A ordem era que eu tirasse daquele imbróglio um conjunto de publicações que permitissem às gerações futuras saber que e como a intelectualidade dos anos 50 se relacionou com o cinema. Estavam ali textos de Vitorino Nemésio, Delfim Santos, Vieira de Almeida entre outros.

Confesso, eu só tive olhos para a sequóia chamada Jorge de Sena. Os textos dele constituíam um corpo literário, crítico e teórico coerente, imagem da sua cinefilia, mas também um quadro comparativo, tão ao gosto de Sena, da relação daqueles filmes com o seu tempo social e político e com as outras artes, a literatura e o teatro, umas vezes as artes desse tempo, na maior parte das vezes recorrendo a ousados paralelos com as grandes figuras de um passado que nem poderia adivinhar que existiria cinema, de Caldéron a Shakespeare.

E lá fui eu, com a minha arrogância de pilriteiro, dizer a João Bénard o que ele queria ouvir: devíamos publicar os textos por autores e o primeiro livro tinha de ser o desse pasmoso e inenarrável Jorge de Sena. O João Bénard levantou-me ao colo, deu-me o nihil obstat e mandou-me falar a quem de direito, à sequóia mãe, Mécia de Sena.

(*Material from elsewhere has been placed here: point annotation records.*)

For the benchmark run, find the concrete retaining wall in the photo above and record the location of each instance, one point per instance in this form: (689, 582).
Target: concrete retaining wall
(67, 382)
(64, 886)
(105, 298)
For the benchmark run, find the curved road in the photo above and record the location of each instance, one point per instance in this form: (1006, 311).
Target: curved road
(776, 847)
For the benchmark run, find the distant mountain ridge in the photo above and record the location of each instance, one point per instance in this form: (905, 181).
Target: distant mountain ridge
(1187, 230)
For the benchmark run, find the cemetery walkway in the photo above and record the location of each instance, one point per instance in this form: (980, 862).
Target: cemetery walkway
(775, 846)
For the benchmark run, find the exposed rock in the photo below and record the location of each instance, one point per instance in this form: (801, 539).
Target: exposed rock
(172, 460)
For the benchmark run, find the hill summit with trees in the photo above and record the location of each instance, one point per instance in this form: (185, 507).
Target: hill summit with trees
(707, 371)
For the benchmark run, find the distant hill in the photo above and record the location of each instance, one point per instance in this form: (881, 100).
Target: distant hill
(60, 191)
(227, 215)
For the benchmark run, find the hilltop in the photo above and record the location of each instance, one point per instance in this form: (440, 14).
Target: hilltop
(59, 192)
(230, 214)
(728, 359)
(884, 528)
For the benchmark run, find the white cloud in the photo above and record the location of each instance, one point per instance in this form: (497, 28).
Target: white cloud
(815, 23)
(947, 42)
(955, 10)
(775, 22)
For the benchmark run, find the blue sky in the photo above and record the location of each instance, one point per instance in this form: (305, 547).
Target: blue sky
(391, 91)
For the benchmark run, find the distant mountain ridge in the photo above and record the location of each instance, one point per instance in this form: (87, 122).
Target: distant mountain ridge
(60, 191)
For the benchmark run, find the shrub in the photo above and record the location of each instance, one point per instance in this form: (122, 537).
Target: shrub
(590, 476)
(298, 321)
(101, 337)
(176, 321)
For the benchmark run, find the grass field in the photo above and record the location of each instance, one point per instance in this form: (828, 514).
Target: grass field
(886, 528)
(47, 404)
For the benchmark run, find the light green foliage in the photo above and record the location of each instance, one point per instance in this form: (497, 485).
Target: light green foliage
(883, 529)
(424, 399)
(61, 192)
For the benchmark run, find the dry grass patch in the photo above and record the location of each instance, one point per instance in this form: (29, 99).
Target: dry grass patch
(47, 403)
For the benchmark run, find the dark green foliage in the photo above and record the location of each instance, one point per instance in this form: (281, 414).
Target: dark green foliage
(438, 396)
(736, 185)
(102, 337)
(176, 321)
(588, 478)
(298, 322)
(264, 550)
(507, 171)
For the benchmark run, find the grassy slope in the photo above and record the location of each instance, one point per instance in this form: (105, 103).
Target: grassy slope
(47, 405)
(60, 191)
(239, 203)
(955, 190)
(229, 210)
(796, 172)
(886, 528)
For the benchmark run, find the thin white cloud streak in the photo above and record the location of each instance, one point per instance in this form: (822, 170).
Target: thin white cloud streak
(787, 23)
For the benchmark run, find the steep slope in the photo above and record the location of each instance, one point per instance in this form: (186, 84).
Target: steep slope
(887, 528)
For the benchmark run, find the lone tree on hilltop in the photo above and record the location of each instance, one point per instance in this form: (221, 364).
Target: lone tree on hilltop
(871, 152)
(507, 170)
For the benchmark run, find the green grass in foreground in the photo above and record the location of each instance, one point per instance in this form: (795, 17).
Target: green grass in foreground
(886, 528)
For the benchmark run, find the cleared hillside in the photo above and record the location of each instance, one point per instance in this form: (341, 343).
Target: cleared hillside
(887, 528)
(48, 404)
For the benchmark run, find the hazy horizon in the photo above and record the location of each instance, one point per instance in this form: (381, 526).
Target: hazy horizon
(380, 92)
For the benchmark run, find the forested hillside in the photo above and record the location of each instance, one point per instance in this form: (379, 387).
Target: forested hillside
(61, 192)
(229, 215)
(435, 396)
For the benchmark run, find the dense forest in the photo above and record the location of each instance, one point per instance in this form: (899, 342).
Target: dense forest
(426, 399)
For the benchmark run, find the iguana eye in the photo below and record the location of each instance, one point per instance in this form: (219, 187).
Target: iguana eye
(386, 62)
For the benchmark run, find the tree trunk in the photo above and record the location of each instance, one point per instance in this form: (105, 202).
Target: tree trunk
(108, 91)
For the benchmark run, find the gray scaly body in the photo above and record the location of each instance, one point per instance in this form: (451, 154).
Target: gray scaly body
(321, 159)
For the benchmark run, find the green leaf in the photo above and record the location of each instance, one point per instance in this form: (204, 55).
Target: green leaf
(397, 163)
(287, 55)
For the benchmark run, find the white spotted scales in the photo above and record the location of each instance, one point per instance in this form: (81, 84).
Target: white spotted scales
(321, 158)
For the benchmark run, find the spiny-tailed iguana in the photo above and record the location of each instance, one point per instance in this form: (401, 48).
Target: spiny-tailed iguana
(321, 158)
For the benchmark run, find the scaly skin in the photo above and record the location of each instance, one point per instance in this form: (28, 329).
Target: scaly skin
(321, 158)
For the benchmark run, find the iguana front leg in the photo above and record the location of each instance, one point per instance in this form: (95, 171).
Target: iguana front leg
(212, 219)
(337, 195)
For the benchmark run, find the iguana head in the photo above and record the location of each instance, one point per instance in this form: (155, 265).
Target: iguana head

Uns dias depois, para resumirmos e acelerarmos, eu estava a bater à porta do 939 Randolph Road, Santa Barbara California 93111-1031 USA. A porta abriu-se e eu logo pus um pé na casinha japonesa, como costumo dizer tantos eram os vidros, paredes e janela a abrirem-se para o exterior, na bela sala forrada a livros e discos onde vivera Jorge de Sena.

E descobri uma mulher prodigiosa, um dragão a defender o seu castelo, uma torrencial vontade de conversar, um conhecimento avassalador do meio literário português, capaz de falar de tudo isso na sua cozinha americana e armar um jantar para 10 pessoas, enquanto divagava de Óscar Lopes a Eduardo Lourenço, de um ciclo de cinema de Taiwan a uma ópera de Verdi.

 A Dona Mécia de Sena devo muita coisa, ter-me levado pela mão a fazer este livro com os textos de cinema de Sena, ter-me instado a escrever a notinha que o antecede, e ter-me proposto outros livros de Sena que depois publiquei.

Mas deixem que recorde com ternura, ao meu estilo pilriteiro, o piquenique que ela e Maria de Lurdes Belchior me prepararam e que com elas partilhei numa das missões espanholas que pontuam a estrada de Santa Barbara a São Francisco. Quem comeu na América um piquenique com ovos verdes e bolinhos de bacalhau?

E agora tenho de entrar por caminhos mais confessionais. A minha entusiástica escolha dos textos de Jorge de Sena para o meu primeiro livro das terças feiras clássicas tinha um perigoso antecedente. No meu périplo seniano há um episódio erótico que, por fim, desvelo.

A 10 de Junho de 1977, Jorge de Sena fez um discurso na Guarda. No seu estilo arrebatado defendeu a imagem de um Camões de amor e tolerância, um Camões que, “tão orgulhosamente português, entenderia todas as independências se fosse em vida o nosso contemporâneo como ele o é na obra que nos legou”, para glória máxima da língua que falamos.

Jorge de Sena lançava ao vento estas palavras e ouviam-nas os meus ouvidos e ouviam-nas os ouvidos da Antónia Fonseca. E ali estávamos os dois, num apartamento da Costa da Caparica, olhos semicerrados ao mar de Junho, cada vez mais de mão na mão, a contar dedos de duas mãos, e a dar dez, ainda longe desse poema de Sena em que há um dedo a mais.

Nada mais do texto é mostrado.